Con el sistema de superconductor lineal utilizado en este tren, el vehículo corre sin tocar el suelo, por la fuerza magnética que existe entre las bobinas del suelo y los imanes superconductores ajustados al vehículo. En 2003 logró una velocidad de 581 kilómetros por hora, récord mundial de velocidad del transporte terrestre.

 
(解説)
 日本ではリニア新幹線またはリニア・モーター・カーと呼ばれることが多いが、各国では英語の“magnetic levitation train”または略して“maglev”という呼称が使われる場合が多いようだ。スペイン語でもその影響で、“tren de levitación magnética”が一般的だが、本項では、リニア中央新幹線という固有名詞なので、あまり日本語と離れないように訳してみた。

 品川―名古屋間が40分というのは驚異的な速さである。各国で同じような距離の都市間移動時間を比較すると、びっくりされるだろう。(例えばスペインのマドリード・サラゴサ間が300km強。
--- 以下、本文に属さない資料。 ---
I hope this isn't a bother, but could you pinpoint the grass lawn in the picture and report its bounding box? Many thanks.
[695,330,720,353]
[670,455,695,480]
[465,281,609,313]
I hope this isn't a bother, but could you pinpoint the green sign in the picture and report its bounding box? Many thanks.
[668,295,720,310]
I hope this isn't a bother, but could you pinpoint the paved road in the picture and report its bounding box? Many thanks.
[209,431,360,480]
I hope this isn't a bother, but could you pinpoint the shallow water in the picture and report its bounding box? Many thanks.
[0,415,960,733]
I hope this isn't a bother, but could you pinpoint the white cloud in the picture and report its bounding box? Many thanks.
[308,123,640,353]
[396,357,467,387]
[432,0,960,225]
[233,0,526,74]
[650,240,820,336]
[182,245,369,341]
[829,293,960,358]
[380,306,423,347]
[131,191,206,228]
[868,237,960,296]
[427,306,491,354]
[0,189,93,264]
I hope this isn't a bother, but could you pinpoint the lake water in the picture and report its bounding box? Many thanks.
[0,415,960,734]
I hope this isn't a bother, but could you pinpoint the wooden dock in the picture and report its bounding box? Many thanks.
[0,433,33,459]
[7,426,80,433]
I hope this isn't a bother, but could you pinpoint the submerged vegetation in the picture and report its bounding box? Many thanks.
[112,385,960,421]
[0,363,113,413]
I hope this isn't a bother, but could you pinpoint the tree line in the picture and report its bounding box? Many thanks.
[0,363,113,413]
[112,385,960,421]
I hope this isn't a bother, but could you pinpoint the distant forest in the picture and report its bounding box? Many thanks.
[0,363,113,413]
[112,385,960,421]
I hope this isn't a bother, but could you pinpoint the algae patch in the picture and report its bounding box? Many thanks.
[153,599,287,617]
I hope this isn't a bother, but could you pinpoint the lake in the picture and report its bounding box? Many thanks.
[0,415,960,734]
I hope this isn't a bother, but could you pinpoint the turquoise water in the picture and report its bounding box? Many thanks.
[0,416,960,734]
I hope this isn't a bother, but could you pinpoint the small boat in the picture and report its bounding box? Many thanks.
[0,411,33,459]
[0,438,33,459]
)

2014年12月20日土曜日

今日のスペイン語(247)  スペイン語のジョーク その7

 グリーンピースがペルーのナスカ(世界遺産)に不法侵入して狼藉を働いた事件を知って、アルゼンチンの友人から聞いたグリーンピース・ジョークを思い出した。

(スペイン語)
Dos jóvenes madres conversan.
-- Escuché a la gente de Greenpeace que piden a las madres que no usemos más los pañales descartables y que volvamos a los antiguos pañales de tela. ¿Tú qué opinas?
--Yo estaría de acuerdo si los de Greenpeace vienen a casa, a lavarlos.

(日本語訳)
若い母親達の会話。
―グリーンピースが、世の中の母親達に、紙おむつをやめて昔のように布おむつを使いなさいって言ってるけど、どう思う?
―グリーンピースが家に来ておむつを洗ってくれるのなら、いいじゃない。

(解説)
1 最初の母親が言う“Escuché”は、アルゼンチンならではの表現。スペインでは“escuchar”は一生懸命に耳を傾けて聞くニュアンスなので、この文脈では“oir”(耳にする、聞こえてくる)が使われるのではないか。また、動詞の時制でも、アルゼンチンでは直近の過去についても単純過去形を使うが、スペインでは過去完了形を使って”He oído.”となるだろう。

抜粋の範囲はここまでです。